Opinion
2012-09-20
Robert A. Gouldin, Oneonta, for appellant. Gerald F. Mollen, District Attorney, Binghamton (Joann Rose Parry of counsel), for respondent.
Robert A. Gouldin, Oneonta, for appellant. Gerald F. Mollen, District Attorney, Binghamton (Joann Rose Parry of counsel), for respondent.
Before: MERCURE, J.P., ROSE, KAVANAGH, STEIN and McCARTHY, JJ.
Appeal from a judgment of the County Court of Broome County (Smith, J.), rendered January 21, 2011, convicting defendant upon his plea of guilty of the crime of criminal sale of a controlled substance in the third degree.
In satisfaction of a two-count indictment, defendant pleaded guilty to criminal sale of a controlled substance in the third degree. He was sentenced as a second felony offender to five years in prison, to be followed by three years of postrelease supervision, consistent with the terms of the plea agreement. He now appeals.

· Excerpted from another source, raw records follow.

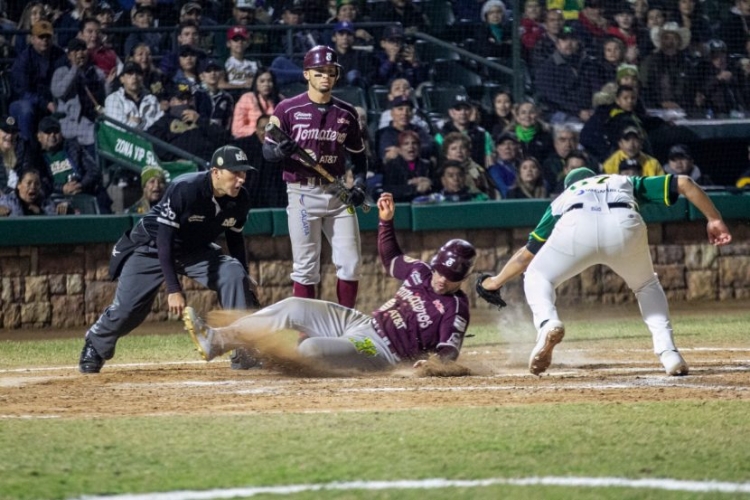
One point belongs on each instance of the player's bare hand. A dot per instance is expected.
(718, 233)
(386, 207)
(176, 303)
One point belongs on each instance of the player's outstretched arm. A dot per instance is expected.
(514, 267)
(718, 232)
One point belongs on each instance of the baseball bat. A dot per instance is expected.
(308, 161)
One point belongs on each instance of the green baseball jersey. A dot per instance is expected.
(596, 194)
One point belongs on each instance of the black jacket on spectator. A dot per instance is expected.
(201, 138)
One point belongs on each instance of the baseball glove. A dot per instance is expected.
(491, 296)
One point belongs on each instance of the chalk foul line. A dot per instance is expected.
(580, 482)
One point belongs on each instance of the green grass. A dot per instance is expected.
(60, 459)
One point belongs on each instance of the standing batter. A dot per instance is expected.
(596, 221)
(327, 128)
(178, 237)
(428, 314)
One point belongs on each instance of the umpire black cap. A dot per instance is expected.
(231, 158)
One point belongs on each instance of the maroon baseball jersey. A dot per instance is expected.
(418, 320)
(324, 131)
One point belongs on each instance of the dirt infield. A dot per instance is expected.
(601, 371)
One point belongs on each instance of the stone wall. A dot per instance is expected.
(67, 286)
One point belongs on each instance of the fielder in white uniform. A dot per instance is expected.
(596, 221)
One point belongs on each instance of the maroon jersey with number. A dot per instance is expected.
(324, 131)
(417, 320)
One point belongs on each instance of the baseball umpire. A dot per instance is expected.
(177, 237)
(428, 314)
(596, 221)
(327, 128)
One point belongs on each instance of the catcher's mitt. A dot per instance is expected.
(491, 296)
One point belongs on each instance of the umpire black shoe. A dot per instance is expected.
(90, 361)
(243, 359)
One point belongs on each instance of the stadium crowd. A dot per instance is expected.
(604, 80)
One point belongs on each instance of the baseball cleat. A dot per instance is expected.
(201, 334)
(90, 361)
(549, 336)
(673, 363)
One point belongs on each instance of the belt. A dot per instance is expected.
(310, 181)
(619, 204)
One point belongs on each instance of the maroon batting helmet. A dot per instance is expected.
(320, 56)
(455, 260)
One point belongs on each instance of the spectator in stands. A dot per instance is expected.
(533, 134)
(504, 170)
(192, 11)
(404, 12)
(397, 59)
(133, 104)
(604, 68)
(460, 121)
(28, 198)
(591, 26)
(624, 30)
(106, 17)
(153, 183)
(187, 35)
(183, 127)
(565, 140)
(547, 44)
(716, 87)
(453, 179)
(153, 79)
(267, 189)
(14, 154)
(743, 181)
(211, 101)
(400, 87)
(560, 82)
(680, 162)
(30, 78)
(245, 13)
(502, 116)
(494, 34)
(35, 11)
(386, 139)
(102, 56)
(355, 64)
(531, 26)
(70, 168)
(261, 100)
(630, 147)
(530, 182)
(347, 12)
(571, 9)
(663, 72)
(457, 147)
(655, 18)
(576, 159)
(240, 71)
(187, 69)
(688, 15)
(69, 22)
(735, 30)
(79, 88)
(408, 175)
(142, 18)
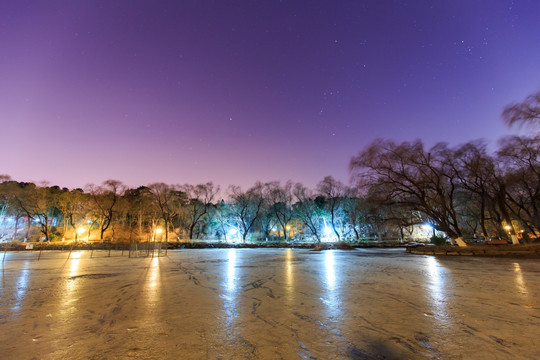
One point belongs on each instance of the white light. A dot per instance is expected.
(327, 231)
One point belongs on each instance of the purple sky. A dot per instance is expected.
(239, 91)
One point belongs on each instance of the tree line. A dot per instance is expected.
(464, 191)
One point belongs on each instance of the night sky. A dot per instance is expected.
(239, 91)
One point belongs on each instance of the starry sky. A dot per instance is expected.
(239, 91)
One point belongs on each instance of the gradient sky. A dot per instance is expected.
(239, 91)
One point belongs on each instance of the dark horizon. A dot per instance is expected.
(238, 92)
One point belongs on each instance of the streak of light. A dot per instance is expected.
(520, 283)
(22, 286)
(231, 270)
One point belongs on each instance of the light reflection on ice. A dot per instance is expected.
(75, 259)
(289, 274)
(332, 297)
(436, 288)
(230, 299)
(330, 270)
(520, 283)
(231, 270)
(152, 281)
(22, 286)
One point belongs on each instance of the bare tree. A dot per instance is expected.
(333, 192)
(246, 207)
(280, 204)
(413, 177)
(525, 112)
(521, 159)
(309, 210)
(105, 199)
(169, 201)
(199, 200)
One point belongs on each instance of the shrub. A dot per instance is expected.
(438, 240)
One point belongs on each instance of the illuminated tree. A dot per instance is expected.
(415, 178)
(169, 202)
(280, 204)
(199, 200)
(105, 200)
(245, 207)
(309, 210)
(334, 193)
(521, 159)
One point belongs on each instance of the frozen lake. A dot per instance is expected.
(268, 304)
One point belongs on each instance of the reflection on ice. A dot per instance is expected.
(520, 283)
(436, 286)
(332, 298)
(289, 276)
(21, 287)
(231, 270)
(230, 298)
(73, 270)
(330, 268)
(152, 281)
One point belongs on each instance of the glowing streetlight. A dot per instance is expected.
(80, 230)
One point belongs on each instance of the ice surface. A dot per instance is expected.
(268, 304)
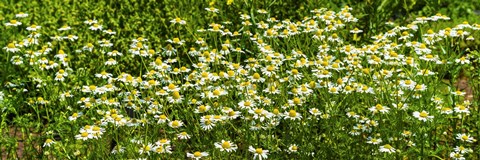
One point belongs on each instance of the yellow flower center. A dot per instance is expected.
(11, 45)
(387, 146)
(292, 113)
(226, 145)
(424, 114)
(197, 154)
(176, 95)
(175, 124)
(259, 151)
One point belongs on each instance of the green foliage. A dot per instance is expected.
(349, 91)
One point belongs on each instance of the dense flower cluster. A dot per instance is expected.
(263, 89)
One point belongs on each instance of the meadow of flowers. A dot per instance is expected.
(265, 88)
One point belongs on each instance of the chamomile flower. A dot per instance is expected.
(183, 135)
(175, 124)
(375, 141)
(178, 21)
(293, 148)
(21, 15)
(226, 146)
(422, 116)
(197, 155)
(11, 47)
(258, 153)
(48, 142)
(109, 31)
(212, 9)
(33, 27)
(292, 115)
(96, 27)
(13, 23)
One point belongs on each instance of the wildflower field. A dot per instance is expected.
(187, 79)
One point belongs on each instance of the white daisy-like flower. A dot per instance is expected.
(226, 146)
(423, 116)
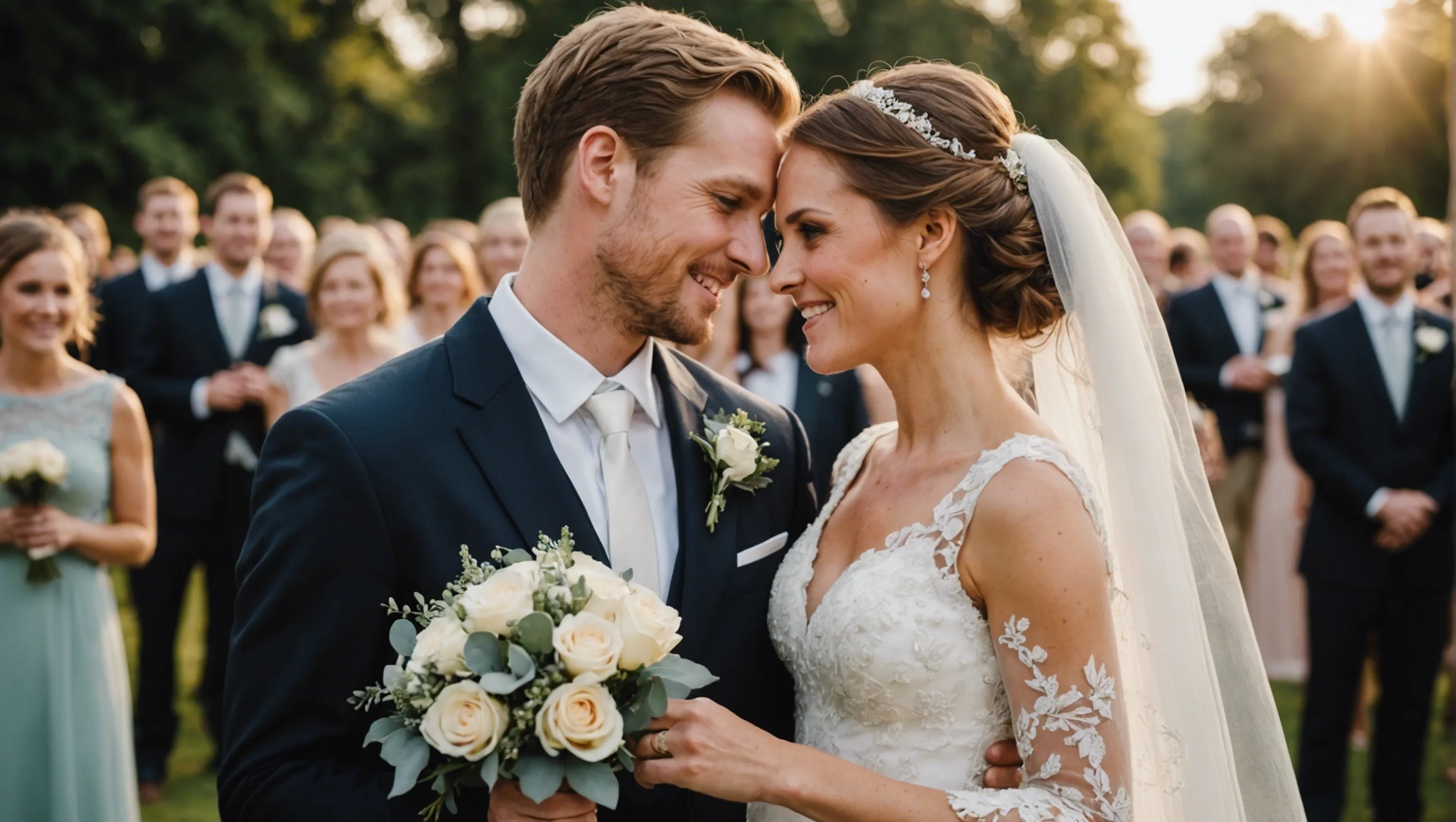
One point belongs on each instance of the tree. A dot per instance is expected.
(1299, 124)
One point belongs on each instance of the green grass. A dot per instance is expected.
(191, 795)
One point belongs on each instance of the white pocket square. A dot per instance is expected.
(764, 549)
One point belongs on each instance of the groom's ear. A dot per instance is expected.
(603, 165)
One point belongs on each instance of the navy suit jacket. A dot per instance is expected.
(182, 344)
(124, 312)
(370, 491)
(1203, 343)
(832, 408)
(1344, 433)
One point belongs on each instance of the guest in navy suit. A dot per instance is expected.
(1218, 338)
(771, 364)
(203, 379)
(1371, 421)
(166, 222)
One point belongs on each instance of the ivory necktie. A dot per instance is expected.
(631, 542)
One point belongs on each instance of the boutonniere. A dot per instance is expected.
(1430, 341)
(733, 447)
(276, 321)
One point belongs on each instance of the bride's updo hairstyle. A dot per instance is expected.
(1008, 280)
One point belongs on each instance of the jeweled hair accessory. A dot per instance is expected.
(887, 102)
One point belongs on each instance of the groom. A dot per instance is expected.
(647, 146)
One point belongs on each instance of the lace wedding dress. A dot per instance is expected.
(897, 670)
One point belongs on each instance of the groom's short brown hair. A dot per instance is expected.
(638, 72)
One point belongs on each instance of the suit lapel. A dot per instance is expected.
(507, 438)
(705, 560)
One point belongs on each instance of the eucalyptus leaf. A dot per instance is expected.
(593, 780)
(535, 632)
(491, 768)
(482, 654)
(402, 638)
(382, 730)
(539, 775)
(412, 760)
(514, 556)
(683, 671)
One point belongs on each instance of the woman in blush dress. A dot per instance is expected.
(1326, 275)
(442, 283)
(355, 303)
(501, 242)
(66, 750)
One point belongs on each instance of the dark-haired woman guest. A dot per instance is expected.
(771, 364)
(66, 751)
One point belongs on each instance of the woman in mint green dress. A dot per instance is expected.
(64, 697)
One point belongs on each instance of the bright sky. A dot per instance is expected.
(1181, 36)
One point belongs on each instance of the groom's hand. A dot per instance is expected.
(1005, 766)
(510, 805)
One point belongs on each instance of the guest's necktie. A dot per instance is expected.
(631, 542)
(235, 322)
(1392, 361)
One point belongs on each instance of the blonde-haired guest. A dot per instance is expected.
(1326, 277)
(355, 302)
(501, 244)
(442, 283)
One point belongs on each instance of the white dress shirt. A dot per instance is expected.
(158, 275)
(219, 283)
(778, 382)
(1376, 316)
(560, 382)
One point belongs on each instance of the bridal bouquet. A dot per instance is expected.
(31, 470)
(535, 670)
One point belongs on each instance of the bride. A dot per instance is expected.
(1053, 568)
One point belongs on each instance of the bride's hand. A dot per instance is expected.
(711, 751)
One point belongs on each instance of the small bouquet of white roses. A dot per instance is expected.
(533, 670)
(31, 470)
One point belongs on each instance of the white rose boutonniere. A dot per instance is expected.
(733, 447)
(276, 321)
(1430, 341)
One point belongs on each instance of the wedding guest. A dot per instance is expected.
(771, 364)
(503, 241)
(1371, 421)
(443, 283)
(355, 302)
(397, 236)
(168, 225)
(91, 229)
(1276, 242)
(1189, 260)
(1326, 277)
(64, 699)
(203, 379)
(1149, 236)
(291, 246)
(1218, 338)
(1433, 272)
(123, 260)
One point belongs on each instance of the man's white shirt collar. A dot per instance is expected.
(1375, 312)
(557, 376)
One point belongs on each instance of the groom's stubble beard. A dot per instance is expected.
(637, 283)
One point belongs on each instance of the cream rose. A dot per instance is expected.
(509, 594)
(648, 629)
(583, 719)
(465, 722)
(443, 643)
(739, 453)
(589, 646)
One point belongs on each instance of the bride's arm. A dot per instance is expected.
(1038, 551)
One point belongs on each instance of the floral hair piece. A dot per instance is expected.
(886, 101)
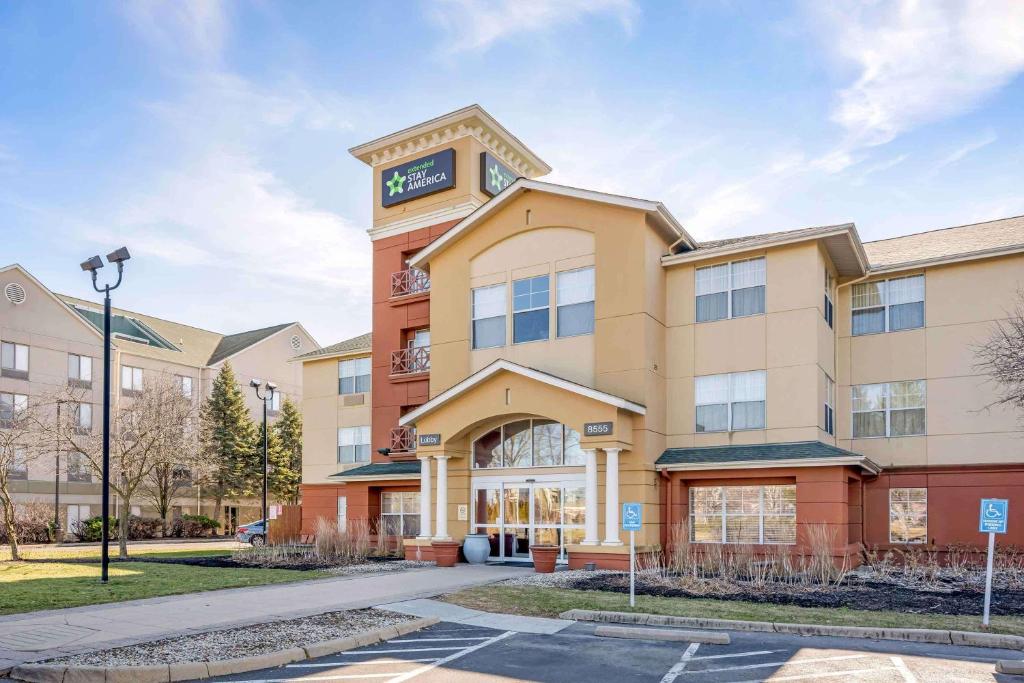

Defendant's sole contention is that the sentence is harsh and excessive. We find this argument to be without merit. Defendant has an extensive criminal record, consisting of numerous drug-related offenses, many of which involved the sale of drugs. In view of this, and given that defendant agreed to the sentence as part of the plea agreement, we find no abuse of discretion nor any extraordinary circumstances warranting a reduction of the sentence in the interest of justice ( see People v. LaSanta, 89 A.D.3d 1324, 932 N.Y.S.2d 917 [2011];People v. Williamson, 77 A.D.3d 1183, 1185–1186, 909 N.Y.S.2d 817 [2010] ).
ORDERED that the judgment is affirmed.